Shepard feels much more like a leader and commander in this game. In ME1, and in many other games that put the player in a role of leadership, I never really felt like a commander. Sure, I got to pick my squad and make some inspiring speeches, but I never felt like the character deserved the role the game told me was mine to play. The decisions Shepard has to make in the sequel are a lot tougher, and challenge the player to think like a leader. Some times it seems like there are no right answers to avoid crew casualties (though I guess there actually are, and I just didn’t find them). He isn’t just a player avatar that you can make good or bad by choosing the right dialog options; he is a character that you have to actually have to become, and in doing so, build a level of empathy that is absent in too many games.

And yet, there are problems.
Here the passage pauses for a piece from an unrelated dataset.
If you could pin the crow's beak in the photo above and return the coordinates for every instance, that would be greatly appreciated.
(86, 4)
While ME2 omits long Mako safaris across barren planets, there is the planet scanning mini-game. There is an awkward and contrived plot device near the end of the game that exists solely to allow a dramatic confrontation. There are side quests that feel like they got tacked on at the end of the project. But whatever, they’ll probably fix them all in the next game.

All in all, ME2 is a wild success, not just compared to other games, but compared to itself in ME1.

Wednesday, April 21, 2010

Mass Effect 2, on the best mini-game ever

I’m finishing two articles on Mass Effect 2, and this little item didn’t fit into either, but I don’t want to let it die. It’s about the planet scanning mini-game.

To acquire mineral resources that purchase upgrades, you need to find planets and scan them to find mineral deposits. Each planet has, maybe, twenty or more deposits to find. The interface for this has you use a thumbstick to move a reticle over a spherical model, like a cursor with a radius. When you hold down one trigger, the reticle moves slower, painfully slower, but you are able to detect deposits. A display on the right tells you if you’ve detected any resources and to what degree; you can find deposits with a range of amounts of one or more elements. When you’ve found a node, you can make smaller adjustments to find the local maximum, honing in on the greatest payout. When you’re ready, you hit the other trigger to fire a probe that magically scoops up your loot.

Yeah, we all hated it. It is simply a time filler. That said, the implementation is incredibly pleasing; when you hit a deposit, you receive graphical, physical, and audible feedback that indicate the presence and amount of minerals. For each of the four different mineral types, there is a distinctively different type of vibration and sound. The rumble feedback varies from a slow, pulsing throb, to a fast jackhammer. The graphical display is a series of squiggly lines, like an EEG, that spike at different points according to what mineral you’ve found. Maximizing your take involves moving the scanning reticle very small distances to make the line the biggest and the vibration the strongest. It’s captivating.

Yet, it goes over the top; I'm not sure why the screen shakes and there's an explosive shooting sound when a probe is launched, as if I'm firing a torpedo from a submarine instead of the most advance spaceship in the galaxy. And really, don't I have a science officer? Should I really be spending my time scanning for minerals? Furthermore, the game doesn’t let you know when you have ‘enough’. I ended the game with over 100,000 units in three categories of minerals; even after buying every upgrade I kept going as I thought there might be something more to do with them. I wish Yeoman Chambers would've leaned over and been, like, "Hey Shepard, I think you may have a problem. Put down the probes."

It’s a charming, annoying, captivating, and completely interesting little piece of this massive game. For what could’ve been a forgettable mini-game, with the amount of player feedback it gives, it’s the most polished and pleasing mini-game ever, and I’m still not sure if I love it or hate it.